② 浜田美佐子『「少女」 誕生の一つの物語:「ジェイン・エア」』,『東海女子大学紀要』,2000
→主人公であるジェイン・エアを幼い頃から結婚するまでの言動を読み込み、精神的に成長している様子を研究している。理想の女性像として描かれている「ジェイン・エア」を細かく分析しているところが興味を持った。
③ 木村昌子『狂女の虚実とヒロイン―『ジェイン・エア』 のバーサ・メイスンをめぐって』, 『ブロンテ・スタディーズ』, 1996
→ジェイン・エアと恋に落ちるロチェスターの妻、バーサを指しているセリフ、周りの環境から沈黙へと閉じ込められた女性の究極の姿だとしていることを論じている。私は卒論でこのバーサはヴィクトリア朝の女性像を表しているのではないかと考察し、ジェイン・エアと比較していきたい。そのため、バーサに着目して研究しているこの論文は興味深いため、選んだ。

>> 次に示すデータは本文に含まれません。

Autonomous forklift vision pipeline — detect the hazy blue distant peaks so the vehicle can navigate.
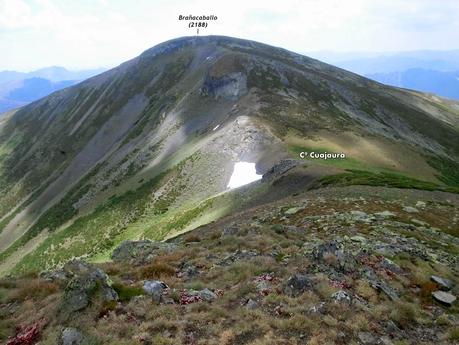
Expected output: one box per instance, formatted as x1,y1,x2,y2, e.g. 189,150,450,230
366,68,459,99
0,66,106,113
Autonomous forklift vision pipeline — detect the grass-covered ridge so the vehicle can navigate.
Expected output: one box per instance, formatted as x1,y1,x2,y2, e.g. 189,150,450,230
319,169,459,193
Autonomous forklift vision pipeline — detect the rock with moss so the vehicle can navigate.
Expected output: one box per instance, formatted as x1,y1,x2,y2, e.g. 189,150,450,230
60,260,118,317
58,327,85,345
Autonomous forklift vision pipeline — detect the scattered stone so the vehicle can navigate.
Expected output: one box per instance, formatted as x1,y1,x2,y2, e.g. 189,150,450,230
410,218,429,227
351,211,368,221
58,327,84,345
218,250,259,266
245,298,258,310
416,200,426,208
197,288,217,302
403,206,419,213
332,290,351,304
374,211,395,219
221,226,239,237
381,258,402,273
60,260,118,316
143,280,169,303
432,291,456,306
308,302,325,314
40,270,69,286
180,288,218,305
430,276,454,291
313,240,357,273
177,261,199,279
357,332,379,345
284,207,302,216
365,270,399,301
112,240,176,264
351,235,367,243
284,274,312,297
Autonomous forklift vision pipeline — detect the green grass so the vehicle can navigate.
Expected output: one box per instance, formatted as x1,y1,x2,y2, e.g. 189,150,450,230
320,170,459,193
288,145,378,172
427,156,459,188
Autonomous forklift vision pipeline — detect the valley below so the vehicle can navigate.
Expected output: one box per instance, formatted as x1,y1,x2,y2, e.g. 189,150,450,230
0,36,459,345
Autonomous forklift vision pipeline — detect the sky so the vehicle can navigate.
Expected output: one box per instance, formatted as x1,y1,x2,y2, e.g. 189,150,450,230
0,0,459,71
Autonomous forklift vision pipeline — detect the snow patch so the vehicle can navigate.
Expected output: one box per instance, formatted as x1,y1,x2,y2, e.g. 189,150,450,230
227,162,262,189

④加茂映子『自己実現のひとつの姿--ジェーン・エアの生き方をめぐって--』,『京都大学医療技術短期大学部紀要』, 1993
→ヴィクトリア時代の女性達中流階級や労働階級の女性達の状況から、当時の女子教育や女性の雇用についてなど社会的背景を分析している。また、イギリス女性としての観点から見たジェイン・エアや、バーサ・メイスンとその一族の分析など登場人物の分析も行っている。この論文は幅広く、様々な観点から作品を研究しており、私が卒論で書きたい内容も取り扱っているため、選んだ。
⑤ ジェイン・セラーズ{訳: 瀬戸美菜子、中野里美 編集: 中繁雅子},『「図説 シャーロットブロンテ」』,ミュージアム図書,2000
→これは論文ではなく、本だが、シャーロットブロンテの生い立ちについて細かく書かれている。私は卒論でシャーロットブロンテも生い立ちも、ジェイン・エアの性格や言動の分析に必要だと考えているため、選んだ。